Meldepflicht nach Art. 33 Abs. 1 DS-GVO

Nach Art. 33 Abs. 1 DS-GVO hat der Verantwortliche nach Bekanntwerden einer Datenschutzverletzung der für ihn zuständigen Aufsichtsbehörde den Verstoß zu melden, es sei denn, dieser führt voraussichtlich nicht zu einem Risiko für die Rechte und Freiheiten natürlicher Personen. Es ist im Kreise der staatlichen Datenschutzaufsichtsbehörden in Deutschland unstrittig, dass bei Verstößen gegen den Schutz von Patientendaten regelmäßig ein Risiko im Sinne von Art. 33 Abs. 1 DS-GVO anzunehmen ist.

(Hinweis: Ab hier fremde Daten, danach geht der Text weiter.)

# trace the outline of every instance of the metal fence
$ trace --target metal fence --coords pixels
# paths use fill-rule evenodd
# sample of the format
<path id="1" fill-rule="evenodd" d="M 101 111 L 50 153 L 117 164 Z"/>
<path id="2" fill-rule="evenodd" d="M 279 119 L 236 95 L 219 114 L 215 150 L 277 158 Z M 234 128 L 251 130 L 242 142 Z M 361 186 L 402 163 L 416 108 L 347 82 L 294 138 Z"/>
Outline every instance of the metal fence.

Gründe hierfür sind einerseits der qualifizierte Schutz der Daten nach Art. 9 DS-GVO, andererseits der von der Rechtsordnung garantierte hohe Grad an Vertraulichkeit bei der Datenverarbeitung durch Berufsgeheimnisträger. Dies bedeutet, dass Datenpannen, die in Heilberufspraxen vorgehaltene besonders schutzwürdige personenbezogene Daten im Sinne von Art. 9 DS-GVO betreffen, immer meldepflichtig sind.

Ob darüber hinaus die betroffenen Patienten gemäß Art. 34 DS-GVO unterrichtet werden müssen, hängt dagegen vom Einzelfall ab. Maßstab hierfür ist nach Art. 34 Abs. 1 DS-GVO das Vorliegen eines hohen Risikos für die Rechte und Freiheiten natürlicher Personen. Dies kann - anders als bei dem bloßen Risiko nach Art. 33 Abs. 1 DS-GVO – nicht in jedem Fall unterstellt werden, wenn die Datenverarbeitung einer Heilberufspraxis betroffen ist. Vielmehr muss im konkreten Fall der Schadenseintritt wahrscheinlich oder der Schaden bereits eingetreten sein. Die lediglich abstrakte Möglichkeit eines Schadens – also im Falle von Heilberufspraxen die unbefugte Offenbarung von Patientendaten gegenüber Dritten – reicht nicht aus. Zudem ist nach den Vorgaben des Art. 34 Abs. 3 DS-GVO unter den dort genannten Voraussetzungen eine Unterrichtung der betroffenen Person entbehrlich.

Check

  1. Handelt es sich um ein Vorkommnis, aufgrund dessen Patientendaten in einer Arzt- oder Psychotherapeutenpraxis möglicherweise unzulässig verarbeitet wurden?
  2. Wenn ja: ist der Vorfall dem LfDI Rheinland-Pfalz gemeldet worden?
  3. Sind durch den Vorfall Patientendaten an Dritte unbefugt offenbart worden? Ist deshalb von einem hohen Risiko im Sinne von Art. 34 Abs. 1 DS-GVO zu Lasten des Patienten auszugehen?
  4. Welche technischen und organisatorischen Vorkehrungen hat die Praxis ergriffen, nachdem der Vorfall bekannt wurde?
  5. Wurde intern das Bestehen einer Benachrichtigungspflicht nach Art. 34 DS-GVO geprüft und das Ergebnis dokumentiert?